San José, Costa Rica, since 1956

New Rules for Marine Protected Areas Defined

More than 10 years ago, Costa Rica passed the Biodiversity Law to better protect its rich wildlife and regulate the responsible use of its natural resources.

The law also redefined the categories of the nation’s protected natural areas.

Last week, the government finally issued the rules to create new protected areas under two of these categories – specifically, those intended to regulate marine areas.

By way of an executive decree, the Environment, Energy and Telecommunications Ministry (MINAET) established the guidelines for declaring a “marine reserve” or a “marine management area” to better protect the nation’s important marine areas and resources.

The decree maps out the criteria that an area must meet to be included in the category of marine reserve or marine management area, and it also outlines the objectives that must be followed after such a declaration is granted.

While a handful of other conservation laws mention the management of aquatic areas, these two new categories represent the first of their kind to deal exclusively with the sea.

And for Jorge Jiménez, regional director of MarViva, a nonprofit organization dedicated to protecting marine resources, it’s about time.

“In the last 500 years, we have learned the importance of the land. We have learned to use and regulate it with strict rules,” he said, referring to agriculture, urban development and protected forests. “In the sea, an area 10 times larger than the land, we don’t have this. Where we are going with these two new categories is to put the sea in order as well.”

Costa Rica boasts 12 traditional protected areas that include marine areas and resources, among them the cherished Isla del Coco, in the Pacific Ocean more than 500 kilometers off the country’s southwest coast.

Little activity is allowed in these areas, many of which are included in land-based national parks. In these areas, fishing is absolutely restricted and development is heavily regulated or not permitted at all.

The two new categories are aimed at maintaining marine resources, but with a more integral focus and management specifically designed for marine resources.

The marine reserve category, as its primary objective, will “conserve the ecosystems and the habitat for the protection of the species,” but also will “promote the satisfaction of population and human needs” and “facilitate low-impact ecotourism.”

A marine management area will allow fishing, as long as fishermen do not use nets or trawlers. It prohibits semi-industrial and industrial fishing, as well as exploration for, and extraction of, oil.

Under both categories, the National System of Conservation (SINAC) reserves the right to prohibit the extraction or manipulation of marine resources if SINAC considers these resources to be integral to the area’s well-being.

SINAC is working with independent sources to study the country’s existing 12 protected marine areas to determine which ones might be worthy of inclusion in one of the two new categories, or even a combination of both.

The process involves technical and scientific studies of the areas, as well as consultation with communities that would be affected, in order to devise the best possible plan.

“We want to make sure everyone participates,” said Jenny Asch, director of marine resources for SINAC. “Before we take advantage of the scientific benefits that these categories provide us, we need to ask ourselves, ‘How can we take advantage, sustainably, of this area for all sectors?’”

Asch said she believes Costa Rica’s small group of commercial fisherman will reap benefits from these new categories because they will be able to work in areas where they could fish before, but without competition from large, industrial fishing boats.

There is no word yet as to which areas might receive a declaration, since studies and queries have not been completed in some areas, but Asch speculated that the Isla de Coco and one or two areas near the OsaPeninsula might be the first areas to receive consideration.

“Scientific and technical studies of those areas are quite advanced,” she said.

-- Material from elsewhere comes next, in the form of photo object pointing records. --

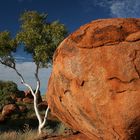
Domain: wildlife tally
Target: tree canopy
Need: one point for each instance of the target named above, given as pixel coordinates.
(39, 37)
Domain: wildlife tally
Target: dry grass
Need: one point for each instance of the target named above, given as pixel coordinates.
(28, 135)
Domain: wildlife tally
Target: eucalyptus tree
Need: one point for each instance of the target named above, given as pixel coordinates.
(40, 38)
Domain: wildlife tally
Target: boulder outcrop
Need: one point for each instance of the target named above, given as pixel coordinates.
(95, 82)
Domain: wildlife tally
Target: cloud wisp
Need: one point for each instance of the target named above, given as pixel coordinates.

The Other Side of the Issue

On the surface, it may seem as though fishermen should be jumping at the opportunity to work in zones that were once out of bounds. But an institutional tug-of-war between fishing organizations, government agencies and environmental groups has many fishermen shaking their heads.

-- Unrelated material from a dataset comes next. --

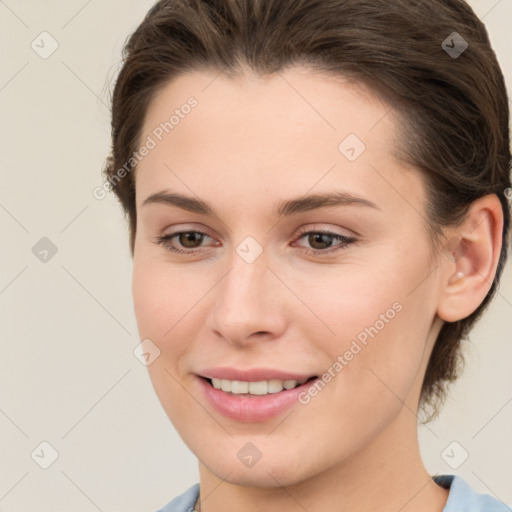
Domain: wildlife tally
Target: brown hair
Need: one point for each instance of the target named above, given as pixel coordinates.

Because neither MINAET nor SINAC deal directly with the art of fishing, Miguel Durán, a biologist for the Costa Rican Tourist Fishing Association (APTC), said he believes that the  Costa Rican Fisheries Institute (INCOPESCA) should be the only body to regulate areas that affect fishing grounds.

“I don’t understand how MINAET can create an area that affects fishing and expect it to resolve the problems of fishermen,” Durán, who is also a former INCOPESCA manager, said. “Biologists and fisherman are two distinct things, and we already have an institute dedicated to fishing that is better equipped to make these decisions.”

Jiménez, who has worked closely with MINAET in regulating fishing areas, agreed that a fishing agency is more adequately equipped to make these decisions. The problem, said Jiménez, is that under existing law, INCOPESCA does not have the legal power to issue a declaration of a marine protected area.

While INCOPESCA has declared a Marine Area of Responsible Fishing near Quepos, a port town on the central Pacific, the declaration is not legally binding.

If INCOPESCA wants control of fishing areas, Jiménez said, the Legislative Assembly must change the law to grant it more control over marine areas.

“I understand the frustration of the fishermen, but until that change is made, MINAET will be making these categories,” said Jiménez. “I think these categories are a step ahead for the country.”